The Zika Funding Trap
Playing political games at the expense of a global public health crisis.
When you see the children it all becomes too real.
At the Teratology Society’s 56th meeting in San Antonio late last month, the Warkany Lecture, named after one of the founding fathers of Teratology, Dr. Joseph Warkany, was given by Dr. Elaine Faustman, a professor in the Environmental and Occupational Health Sciences Department at the University of Washington. Dr. Faustman’s discussion partially looked at the thalidomide crisis in the 1950s. Retrospectively, we know this remedy for morning sickness was teratogenic, but when it was approved for use in West Germany, the United Kingdom and Australia, among other countries, the public was unaware that it was also detrimental to the fetus.
In fact, there are a number of factors, including viruses, high doses of vitamins and other nutrients, as well as drugs that can cause normal reproductive development to go awry. Zika, a mosquito-borne virus is the most famous present-day example. At the Teratology Meeting, three doctors also presented data on Zika infections in Brazil, which has become Ground Zero for this growing public health problem. (Some of their findings were also published earlier this year in JAMA Ophthalmology.)
The Brazilian doctors have been identifying and treating pregnant women and their offspring since the start of the Zika outbreak over a year ago. A large number of pregnant women known to be infected with Zika have terminated their pregnancies, but others have gone full-term. Tragically, approximately 30% of the babies from these infected women have some form of microcephaly. These babies have brains that have failed to grow to normal size, leading to severe mental retardation and, in many cases, blindness or very poor eyesight. As an animal reproductive toxicologist, seeing pictures of these children brought home for me the devastating outcomes of the birth defects we spend our days studying. As was the case with thalidomide, the data and images available make it clear that these children will need major medical care for the rest of their lives. The cost to care for these children will be tremendous and far outweigh any money spent researching prevention methods for Zika. And it’s not only microcephaly that strikes a chord. Every year at this meeting, we see infants and young children struggling with fetal alcohol syndrome, thought to be the most common cause of preventable mental retardation.
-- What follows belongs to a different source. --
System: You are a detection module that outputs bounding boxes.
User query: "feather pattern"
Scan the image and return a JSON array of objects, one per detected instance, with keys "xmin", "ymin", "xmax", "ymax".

While it is fulfilling to hear about the work that is being conducted by industry to prevent another thalidomide tragedy, it is also concerning when we hear that our US Congress has not even appropriated sufficient funds to complete vaccine trials and institute research that could help prevent Zika infections. A US $1.9 billion aid package proposed by President Obama remains stalled in Congress, in part over efforts to restrict government financing for Planned Parenthood.
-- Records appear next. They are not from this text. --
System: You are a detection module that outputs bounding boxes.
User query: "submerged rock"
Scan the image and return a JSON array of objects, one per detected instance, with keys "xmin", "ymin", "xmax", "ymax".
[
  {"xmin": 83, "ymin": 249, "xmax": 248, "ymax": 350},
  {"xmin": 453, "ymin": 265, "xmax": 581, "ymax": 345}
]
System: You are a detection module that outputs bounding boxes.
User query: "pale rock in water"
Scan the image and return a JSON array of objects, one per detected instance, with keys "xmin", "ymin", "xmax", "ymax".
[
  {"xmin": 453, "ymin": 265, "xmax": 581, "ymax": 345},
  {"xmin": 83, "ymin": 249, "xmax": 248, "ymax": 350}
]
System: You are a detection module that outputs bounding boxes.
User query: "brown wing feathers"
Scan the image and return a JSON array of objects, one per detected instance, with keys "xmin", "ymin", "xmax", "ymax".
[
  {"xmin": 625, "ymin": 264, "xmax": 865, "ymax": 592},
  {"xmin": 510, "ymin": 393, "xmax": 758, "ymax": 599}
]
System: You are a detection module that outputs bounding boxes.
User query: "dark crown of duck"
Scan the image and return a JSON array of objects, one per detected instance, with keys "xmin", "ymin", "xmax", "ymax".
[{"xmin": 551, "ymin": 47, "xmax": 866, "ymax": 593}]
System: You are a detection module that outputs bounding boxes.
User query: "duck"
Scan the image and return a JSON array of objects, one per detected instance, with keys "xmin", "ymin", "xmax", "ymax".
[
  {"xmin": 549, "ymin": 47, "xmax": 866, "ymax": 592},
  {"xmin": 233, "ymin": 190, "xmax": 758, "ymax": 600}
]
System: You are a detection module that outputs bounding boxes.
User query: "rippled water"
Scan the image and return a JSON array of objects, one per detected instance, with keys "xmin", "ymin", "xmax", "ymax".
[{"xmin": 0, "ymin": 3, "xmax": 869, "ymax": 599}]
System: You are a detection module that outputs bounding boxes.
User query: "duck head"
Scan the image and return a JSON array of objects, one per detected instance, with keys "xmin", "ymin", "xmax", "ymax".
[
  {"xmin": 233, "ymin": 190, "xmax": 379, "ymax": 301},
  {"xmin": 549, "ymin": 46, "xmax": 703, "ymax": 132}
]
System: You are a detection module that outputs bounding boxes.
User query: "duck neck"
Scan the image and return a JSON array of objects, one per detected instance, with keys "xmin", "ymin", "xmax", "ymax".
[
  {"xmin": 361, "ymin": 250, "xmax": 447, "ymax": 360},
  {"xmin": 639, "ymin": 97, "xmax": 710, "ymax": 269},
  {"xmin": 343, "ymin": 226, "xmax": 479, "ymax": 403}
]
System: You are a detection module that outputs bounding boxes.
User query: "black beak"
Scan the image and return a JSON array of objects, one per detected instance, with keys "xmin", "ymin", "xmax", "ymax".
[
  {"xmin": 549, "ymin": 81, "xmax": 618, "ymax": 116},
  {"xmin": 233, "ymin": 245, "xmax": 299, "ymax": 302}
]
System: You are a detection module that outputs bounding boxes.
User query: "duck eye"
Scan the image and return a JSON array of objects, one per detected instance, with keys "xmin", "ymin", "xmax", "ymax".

Anthony Fauci, director of the National Institute of Allergy and Infectious Diseases, the US agency overseeing many of the vaccine research and development efforts related to Zika, said in an interview in the Miami Herald recently that they’ve been diverting funds from other vaccine projects, such as malaria, universal influenza and tuberculosis, in order to keep the Zika vaccine work going. However, that money is expected to run out by August. Unless the US government reaches some agreement that would provide additional funding for Zika, the work will slow to a crawl because there won’t be any money to pay for it.
It is such a shame that our representatives continue to play games over contraception and money going to the “wrong organizations” over more pressing topics, including: developing a vaccine, counseling those infected with Zika, and researching how the virus attacks the developing nervous system of fetuses. We are still dealing with the after-effects of the thalidomide crisis of the 50s, and need to learn from past mistakes the importance of prevention in regards to birth defects.